A while back, a friend gave me a scripture that God had put on her heart one morning. She had no idea how deeply I’d been wrestling with despair 2 years post-wedding, but the topic came up that day in conversation, and the Holy Spirit had already equipped her with exactly the right words:
Praise the Lord, my soul; all my inmost being, praise his holy name. Praise the Lord, my soul, and forget not all his benefits— who forgives all your sins and heals all your diseases, who redeems your life from the pit and crowns you with love and compassion, who satisfies your desires with good things so that your youth is renewed like the eagle’s. Psalm 103:1-5
It doesn’t seem like much, but when your greatest fear is to ever risk the pain of hope or desire again, the simple words “He satisfies your desires with good things” are like a key turning a very stiff lock.
If I allow myself even 5 minutes a day to believe in a good God who still, after all this time, wants to satisfy my desires with good things, then for 5 minutes a day, I’m recovering the smallest piece of the better part of me. A different version, maybe, but still good and beautiful and fighting to be whole.
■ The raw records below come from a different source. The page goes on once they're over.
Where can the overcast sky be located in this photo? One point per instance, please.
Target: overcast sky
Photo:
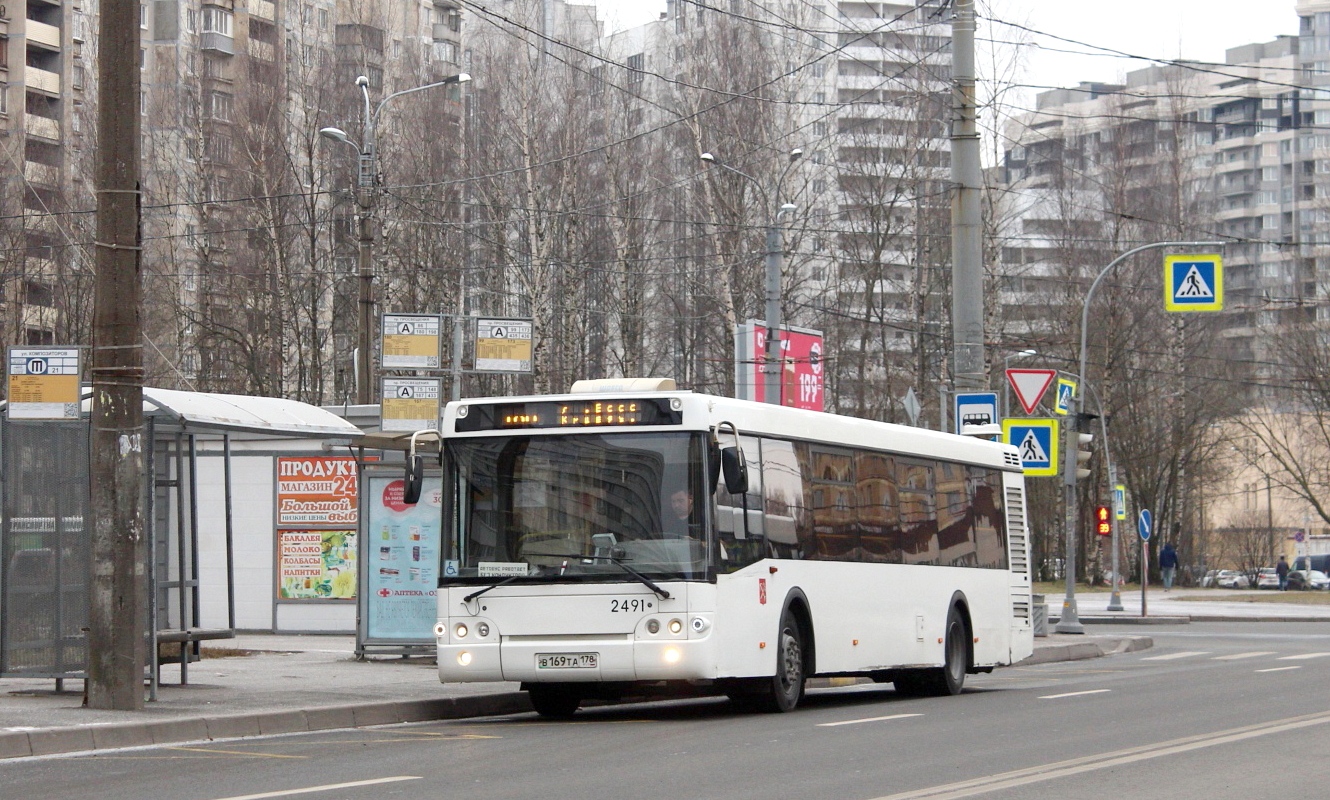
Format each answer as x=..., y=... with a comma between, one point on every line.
x=1197, y=29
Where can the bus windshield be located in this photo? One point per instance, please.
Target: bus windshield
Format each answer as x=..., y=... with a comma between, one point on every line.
x=577, y=506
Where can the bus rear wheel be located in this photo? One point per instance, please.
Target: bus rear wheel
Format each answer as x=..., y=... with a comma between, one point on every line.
x=553, y=699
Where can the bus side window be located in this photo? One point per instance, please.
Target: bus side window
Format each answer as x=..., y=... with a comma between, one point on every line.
x=740, y=544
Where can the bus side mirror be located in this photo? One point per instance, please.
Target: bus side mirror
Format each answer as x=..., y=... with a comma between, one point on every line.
x=734, y=469
x=414, y=480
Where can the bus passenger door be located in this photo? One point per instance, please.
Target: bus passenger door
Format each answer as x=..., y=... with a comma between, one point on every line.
x=740, y=530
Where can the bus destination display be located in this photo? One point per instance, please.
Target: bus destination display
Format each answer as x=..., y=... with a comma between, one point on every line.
x=581, y=413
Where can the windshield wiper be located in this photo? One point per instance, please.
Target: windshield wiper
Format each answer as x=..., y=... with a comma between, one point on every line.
x=613, y=560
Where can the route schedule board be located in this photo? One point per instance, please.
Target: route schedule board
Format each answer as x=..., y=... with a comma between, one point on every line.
x=44, y=383
x=503, y=344
x=410, y=340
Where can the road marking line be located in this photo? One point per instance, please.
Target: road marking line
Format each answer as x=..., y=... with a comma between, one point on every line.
x=854, y=722
x=1058, y=770
x=1076, y=694
x=1172, y=655
x=323, y=788
x=234, y=752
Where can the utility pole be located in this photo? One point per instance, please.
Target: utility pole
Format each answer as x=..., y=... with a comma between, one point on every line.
x=117, y=598
x=967, y=270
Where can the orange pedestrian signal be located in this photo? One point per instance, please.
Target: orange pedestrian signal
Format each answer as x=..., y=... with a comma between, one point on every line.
x=1103, y=520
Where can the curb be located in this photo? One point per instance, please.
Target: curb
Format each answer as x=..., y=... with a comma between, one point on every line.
x=45, y=742
x=1084, y=650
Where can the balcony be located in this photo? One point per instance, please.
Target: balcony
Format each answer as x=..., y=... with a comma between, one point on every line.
x=218, y=43
x=41, y=80
x=262, y=9
x=43, y=35
x=41, y=174
x=41, y=126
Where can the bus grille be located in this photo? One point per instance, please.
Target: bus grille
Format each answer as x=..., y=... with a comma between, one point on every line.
x=1016, y=533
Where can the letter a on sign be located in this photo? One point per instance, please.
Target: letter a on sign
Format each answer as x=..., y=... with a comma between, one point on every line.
x=1030, y=386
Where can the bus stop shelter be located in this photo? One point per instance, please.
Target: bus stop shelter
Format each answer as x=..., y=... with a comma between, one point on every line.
x=45, y=542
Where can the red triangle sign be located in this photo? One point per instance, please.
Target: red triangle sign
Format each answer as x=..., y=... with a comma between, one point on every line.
x=1030, y=386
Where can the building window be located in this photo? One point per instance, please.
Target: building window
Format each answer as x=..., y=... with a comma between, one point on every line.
x=217, y=20
x=220, y=106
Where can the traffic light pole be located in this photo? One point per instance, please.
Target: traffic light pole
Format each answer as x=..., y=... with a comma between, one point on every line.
x=1069, y=621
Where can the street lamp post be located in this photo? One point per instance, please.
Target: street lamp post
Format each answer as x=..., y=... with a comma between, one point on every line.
x=366, y=197
x=1006, y=392
x=1069, y=621
x=774, y=258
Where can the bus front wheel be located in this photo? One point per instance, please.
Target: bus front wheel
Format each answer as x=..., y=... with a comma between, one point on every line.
x=553, y=699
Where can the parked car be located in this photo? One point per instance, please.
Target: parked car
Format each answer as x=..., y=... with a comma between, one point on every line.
x=1309, y=580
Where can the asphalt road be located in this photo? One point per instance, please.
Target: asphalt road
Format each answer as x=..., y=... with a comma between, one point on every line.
x=1213, y=710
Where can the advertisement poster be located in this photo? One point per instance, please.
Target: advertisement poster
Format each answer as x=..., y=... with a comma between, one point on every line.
x=402, y=560
x=801, y=366
x=315, y=565
x=317, y=491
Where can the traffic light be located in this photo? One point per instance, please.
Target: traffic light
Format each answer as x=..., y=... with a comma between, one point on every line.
x=1103, y=520
x=1077, y=448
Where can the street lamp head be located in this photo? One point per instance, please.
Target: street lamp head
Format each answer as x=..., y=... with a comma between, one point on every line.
x=337, y=134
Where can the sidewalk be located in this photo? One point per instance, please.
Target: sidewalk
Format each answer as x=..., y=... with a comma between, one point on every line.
x=1176, y=607
x=265, y=685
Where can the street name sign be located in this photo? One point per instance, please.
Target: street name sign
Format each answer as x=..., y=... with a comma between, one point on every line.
x=44, y=383
x=1038, y=444
x=1193, y=283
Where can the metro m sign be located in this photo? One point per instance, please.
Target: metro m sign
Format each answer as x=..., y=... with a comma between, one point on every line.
x=801, y=366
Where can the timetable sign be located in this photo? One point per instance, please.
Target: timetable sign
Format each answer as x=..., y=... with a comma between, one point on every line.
x=44, y=383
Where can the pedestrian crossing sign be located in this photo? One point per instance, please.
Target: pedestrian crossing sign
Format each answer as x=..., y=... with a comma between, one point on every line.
x=1038, y=444
x=1193, y=283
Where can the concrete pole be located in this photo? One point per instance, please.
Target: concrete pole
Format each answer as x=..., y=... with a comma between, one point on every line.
x=772, y=360
x=967, y=271
x=117, y=598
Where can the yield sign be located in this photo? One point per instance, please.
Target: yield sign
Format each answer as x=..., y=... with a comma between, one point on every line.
x=1030, y=386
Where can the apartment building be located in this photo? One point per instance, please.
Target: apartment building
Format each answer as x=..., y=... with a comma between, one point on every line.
x=1196, y=152
x=43, y=117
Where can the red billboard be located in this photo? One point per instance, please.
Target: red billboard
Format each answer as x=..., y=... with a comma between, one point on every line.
x=801, y=366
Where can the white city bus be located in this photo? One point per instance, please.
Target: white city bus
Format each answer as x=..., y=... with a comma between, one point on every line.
x=609, y=542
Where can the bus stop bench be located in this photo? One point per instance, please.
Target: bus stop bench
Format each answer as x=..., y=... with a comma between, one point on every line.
x=188, y=639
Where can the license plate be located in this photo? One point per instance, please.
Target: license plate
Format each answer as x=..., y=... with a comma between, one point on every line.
x=567, y=661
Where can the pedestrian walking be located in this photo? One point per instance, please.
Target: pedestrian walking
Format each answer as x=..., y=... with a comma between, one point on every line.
x=1168, y=565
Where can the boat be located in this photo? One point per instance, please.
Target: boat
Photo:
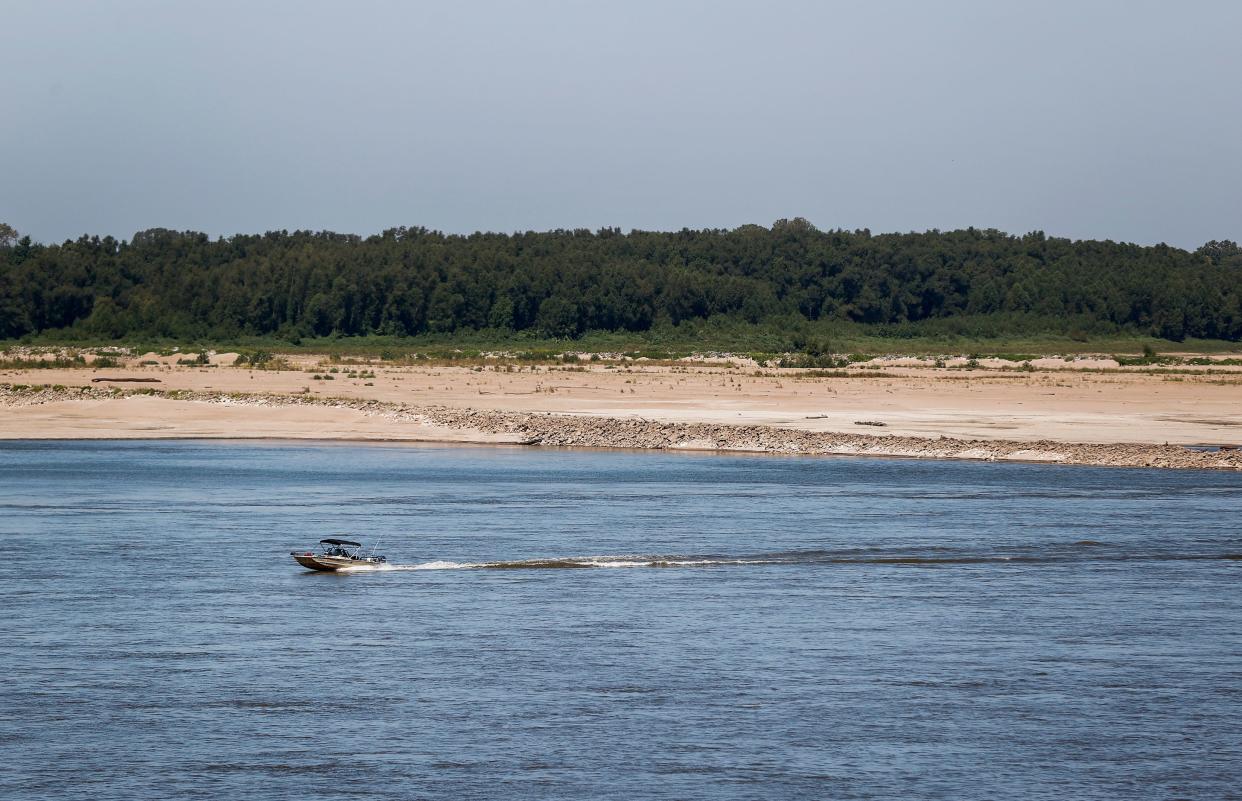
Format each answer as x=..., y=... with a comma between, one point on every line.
x=337, y=554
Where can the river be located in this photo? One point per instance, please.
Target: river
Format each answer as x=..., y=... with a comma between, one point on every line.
x=612, y=625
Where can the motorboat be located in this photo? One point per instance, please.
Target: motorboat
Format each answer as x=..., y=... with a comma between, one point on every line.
x=337, y=554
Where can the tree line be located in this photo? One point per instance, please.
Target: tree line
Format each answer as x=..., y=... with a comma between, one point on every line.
x=410, y=281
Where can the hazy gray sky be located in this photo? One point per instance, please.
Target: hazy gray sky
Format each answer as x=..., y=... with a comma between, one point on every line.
x=1091, y=119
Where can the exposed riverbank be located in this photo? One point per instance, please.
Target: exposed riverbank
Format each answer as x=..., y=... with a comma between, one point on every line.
x=116, y=412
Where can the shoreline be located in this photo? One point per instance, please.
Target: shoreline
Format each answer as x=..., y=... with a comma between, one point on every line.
x=210, y=415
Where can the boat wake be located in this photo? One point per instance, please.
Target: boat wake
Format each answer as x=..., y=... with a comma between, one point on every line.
x=930, y=558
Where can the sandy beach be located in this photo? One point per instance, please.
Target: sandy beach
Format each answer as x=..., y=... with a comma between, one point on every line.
x=1076, y=412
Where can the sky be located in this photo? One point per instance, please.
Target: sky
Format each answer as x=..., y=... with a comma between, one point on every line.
x=1087, y=118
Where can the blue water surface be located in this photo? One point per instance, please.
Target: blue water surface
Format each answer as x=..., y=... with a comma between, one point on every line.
x=744, y=626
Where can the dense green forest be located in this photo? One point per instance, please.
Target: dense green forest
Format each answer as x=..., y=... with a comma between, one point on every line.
x=407, y=282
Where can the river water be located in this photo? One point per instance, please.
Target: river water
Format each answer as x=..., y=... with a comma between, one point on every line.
x=612, y=625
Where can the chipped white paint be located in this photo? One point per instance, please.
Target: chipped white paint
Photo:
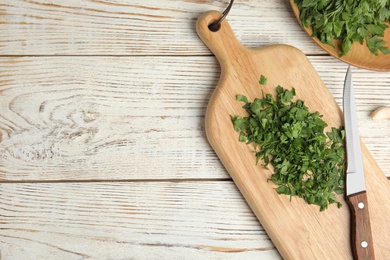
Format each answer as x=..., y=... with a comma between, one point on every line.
x=69, y=121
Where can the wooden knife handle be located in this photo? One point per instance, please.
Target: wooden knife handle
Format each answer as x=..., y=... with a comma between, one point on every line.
x=361, y=237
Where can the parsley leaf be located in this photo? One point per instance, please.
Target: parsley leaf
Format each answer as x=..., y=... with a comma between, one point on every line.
x=306, y=162
x=349, y=21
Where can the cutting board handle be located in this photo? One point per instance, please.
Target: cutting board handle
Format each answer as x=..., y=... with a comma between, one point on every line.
x=223, y=43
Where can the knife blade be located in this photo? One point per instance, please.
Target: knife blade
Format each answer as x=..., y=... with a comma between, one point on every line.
x=361, y=237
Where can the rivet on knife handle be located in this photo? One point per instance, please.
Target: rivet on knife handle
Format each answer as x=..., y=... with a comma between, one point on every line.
x=362, y=243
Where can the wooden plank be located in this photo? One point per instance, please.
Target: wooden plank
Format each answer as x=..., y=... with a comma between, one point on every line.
x=138, y=27
x=139, y=220
x=97, y=118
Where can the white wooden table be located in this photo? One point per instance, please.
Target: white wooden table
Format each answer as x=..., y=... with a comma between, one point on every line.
x=103, y=153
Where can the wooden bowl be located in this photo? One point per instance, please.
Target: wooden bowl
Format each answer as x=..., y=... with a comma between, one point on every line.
x=359, y=55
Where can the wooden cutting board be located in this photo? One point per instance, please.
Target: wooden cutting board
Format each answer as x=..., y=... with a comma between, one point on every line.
x=298, y=230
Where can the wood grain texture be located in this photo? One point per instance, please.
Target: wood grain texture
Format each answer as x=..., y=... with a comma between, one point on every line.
x=83, y=118
x=361, y=227
x=283, y=219
x=137, y=27
x=208, y=220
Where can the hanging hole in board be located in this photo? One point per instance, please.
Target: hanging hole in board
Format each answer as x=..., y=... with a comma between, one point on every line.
x=215, y=26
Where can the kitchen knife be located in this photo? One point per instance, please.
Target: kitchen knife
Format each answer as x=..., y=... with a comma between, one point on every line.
x=361, y=237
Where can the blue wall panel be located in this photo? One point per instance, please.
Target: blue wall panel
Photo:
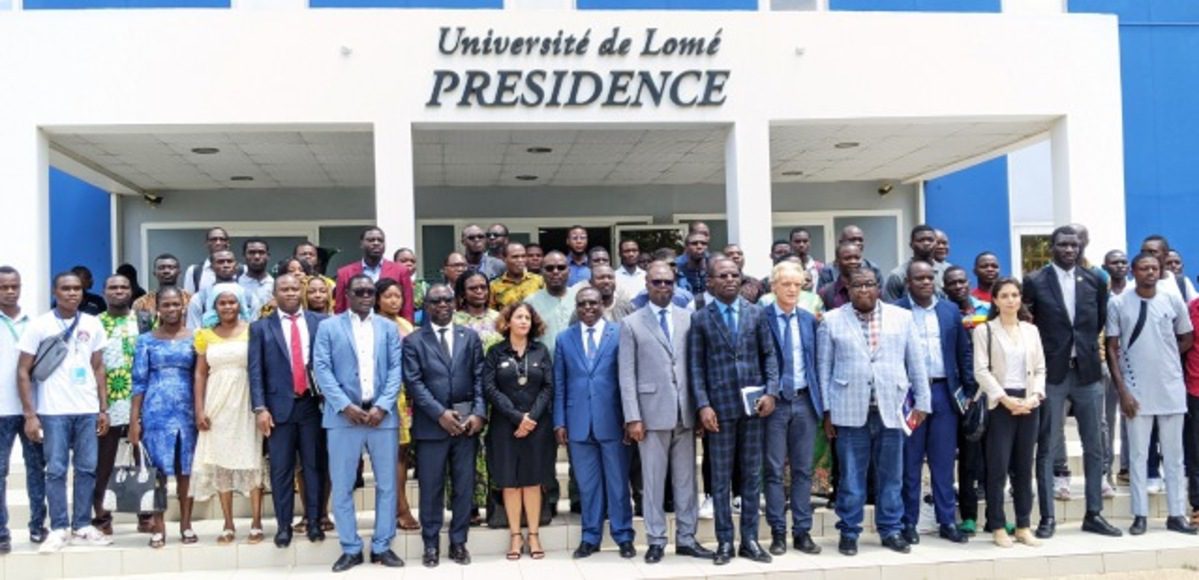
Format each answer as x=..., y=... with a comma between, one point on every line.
x=80, y=227
x=971, y=207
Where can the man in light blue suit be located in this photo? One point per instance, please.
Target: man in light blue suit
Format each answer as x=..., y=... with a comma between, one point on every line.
x=357, y=366
x=589, y=417
x=869, y=355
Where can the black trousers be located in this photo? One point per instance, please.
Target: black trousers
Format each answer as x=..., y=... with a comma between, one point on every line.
x=299, y=436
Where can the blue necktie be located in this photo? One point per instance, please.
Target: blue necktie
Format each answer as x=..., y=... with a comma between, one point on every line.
x=788, y=356
x=591, y=343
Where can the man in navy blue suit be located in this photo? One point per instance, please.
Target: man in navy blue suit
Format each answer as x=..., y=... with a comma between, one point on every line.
x=950, y=363
x=287, y=405
x=589, y=418
x=444, y=378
I know I’ll never be the same – and neither will you – but if you can convince your tender heart that hope is worth finding again, you may just walk out of these last few years a little rougher around the edges, but still grasping at the eternal light within that speaks to who you really are.
Because sometimes, I suspect that following Jesus is simply about clinging to the light when every instinct in your body tells you to succumb to the darkness. And I think it’s safe to say that if that’s all you have energy for today, it’s enough for Him. The only question, which we have to ask ourselves each morning, is can it be enough for us, too?
“Hope” is the thing with feathers -
That perches in the soul -
And sings the tune without the words -
And never stops - at all -
And sweetest - in the Gale - is heard -
And sore must be the storm -
That could abash the little Bird
That kept so many warm -
I’ve heard it in the chillest land -
And on the strangest Sea -
Yet - never - in Extremity,
It asked a crumb - of me.
Emily Dickinson
All my love,
Thank you for sharing this piece of yourself. It was beautiful to read. I can relate to the grief of unmet expectations and unsatisfied desires. I often remind myself that I am not hoping in hope, or hoping in a certain outcome, but hoping in the unchanging character of God, who loves me and has good plans for me. I must also remind myself (especially in this past year, facing many griefs) that his good plans often look like pruning, sanctifying experiences that make me a little more like Him, and root out my selfish desires, to be replaced with a desire for Him. This has helped me, one step at a time, one moment of prayer at a time, and still not claiming to have full understanding of His thoughts and His ways (which are higher than ours, as the good book says).
This was beautiful, Christina. Thank you for being so honest about your experience and for the reminder that there's nothing shameful about our grief, regardless of its source. I also struggle with hoping and believing in a good God who wants to satisfy my desires when there is so much darkness in His world, but in this moment I choose to cling to His light.